By Maddie Orton
Remember Uber Kittens? Last October the driving empire partnered with a local shelter for a day to connect kittens with animal lovers for short, cuddle-filled visits. Here’s round two: Uber Puppies.
“Uber Puppies was happening for the first time in New Jersey, and it was also taking place in Philadelphia and in Pittsburgh,” said spokesperson Craig Ewer.
On Thursday, Uber partnered with the nonprofit Southern Paws to make puppies on demand a possibility in Hudson County and the city of Newark.
“Demand is off the charts as always,” said Ewer. “I think there’s no shortage of people who really, really want to see a slew of kittens or puppies come to their office.”
Visits were $30 for 15 minutes, and all funds went to the rescue organization. Drivers were compensated by Uber.
“It’s a delight for us to be able to change our app for just one day and give people the opportunity to request something really special,” said Ewer.
Special it was. Here at NJTV News, two pups stopped by with representatives from Southern Paws and Uber. Adults in a conference room were quickly transformed into wide-eyed kids.
The purpose is to put a smile on people’s faces, but also to get puppies like Abby adopted.
Southern Paws works with rescue groups in the southern United States dealing with under-resourced shelters. They bring dogs up and place them directly in forever homes or, if need be, into foster homes.
Does this allow people to look at dogs they would potentially adopt themselves?
“It does. And it actually gives them the ability to see different types, different breeds,” said Southern Paws President Tami-Jo Faller. “With this, they get to see maybe what a Black Mouth Cur is, which isn’t something we’d typically have up here. Or a Feist — another type of breed we don’t typically have up here. So, they get to meet these breeds and see if these breeds are even compatible for them.”

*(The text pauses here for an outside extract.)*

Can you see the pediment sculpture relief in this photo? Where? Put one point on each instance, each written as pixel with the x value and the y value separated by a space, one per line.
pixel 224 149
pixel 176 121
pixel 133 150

Ewer said giving back is important to Uber. “You know, the Uber model is push a button, get a ride and so we like to think, ‘What else can you do?'” he explained. “In New Jersey, we actually went ahead and worked with the Community FoodBank of New Jersey to offer on-demand food donations. So that meant that, for a certain period of time, people could open up the app, and they could request to have a donation pick up. So the Uber driver comes right to you, and you can just hand off the food that they’ll take right to the community food bank.”
The company has also partnered with Goodwill to pick up donations. But this week, the goal was injecting some puppy love into homes, offices and newsrooms.